Jinju () is a city in South Gyeongsang Province, South Korea. It was the location of the first (1592) and second (1593) Sieges of Jinju by Japanese forces during the Imjin War.  The Republic of Korea Air Force Education and Training Command is located in the eastern part of the city.
There are cultural-historical tourist attractions in Jinju such as , the Jinju National Museum, and the Nam-gang Prehistoric Site Museum.

History
From old times, Jinju was a fountainhead of national culture and spirit. As a city that has held 1,000-year-old historical heritage of the ancient city, Jinju has been well renowned as a home of patriotic spirit, education, culture and art.

Jinju was an ancient city of Goryeonggaya in the Gaya Era. This city was called 'Geoyeolseong' of Baekje during the Three Kingdom Era, and was called 'Geoyeolju', 'Cheongju', and 'Gangju' during the Unified Silla Era. Name of this city was changed into 'Jinju' for the first time in 940, the 23rd year of King Taejo of the Goryeo Dynasty.

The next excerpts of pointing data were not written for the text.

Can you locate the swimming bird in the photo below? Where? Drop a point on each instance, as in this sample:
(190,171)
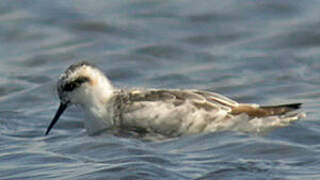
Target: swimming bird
(169,112)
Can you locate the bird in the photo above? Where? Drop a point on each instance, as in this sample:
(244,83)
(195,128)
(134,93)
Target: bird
(168,112)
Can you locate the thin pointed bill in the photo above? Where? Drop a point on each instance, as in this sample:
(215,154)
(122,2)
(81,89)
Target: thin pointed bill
(62,107)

It became 'Jinju-mok', one of 12 moks (local administrative units in Goryeo and Joseon Dynasty) in the 2nd year of King Seongjong (983). In the 33rd year of King Gojong of the Joseon Dynasty (1896), administrative district of the nation was reorganized with 13 provinces. At that time Jinju began to belong to Gyeongsangnam-do, and became capital town of Gyeongsangnam-do. And provincial governor started to reside in Jinju. On April 1, 1925, Busan replaced Jinju as provincial capital.

On August 15, 1949, the government of the Republic of Korea was established and 'the local self-government system' was started. At that time, Jinju-bu was raised to Jinju-si (city) and started to have mayor of the city. On January 1, 1995, in accordance with 'the Law pertaining to the establishment of Urban-Rural Integrated City', Jinju-si and Jinyang-gun became extinct and were merged into one integrated Jinju-si (city).

Culture and festivals
There are cultural events held in Jinju every year. Among these are the Jinju Namgang Lantern Festival which is held in October for approximately ten days. This nationally designated cultural tourism festival, found only in Jinju, features a spectacle of lanterns floating on the Nam River to commemorate the patriotic spirit of the 70,000 militia corps and government troops who died for their country defending Jinju from the Japanese forces during the Imjin War (1592–1598).  Other major festivals include: the Nongae Festival, the Korea Drama Festival, the Gaecheon Arts Festival and the Jinju National Bullfighting Contest.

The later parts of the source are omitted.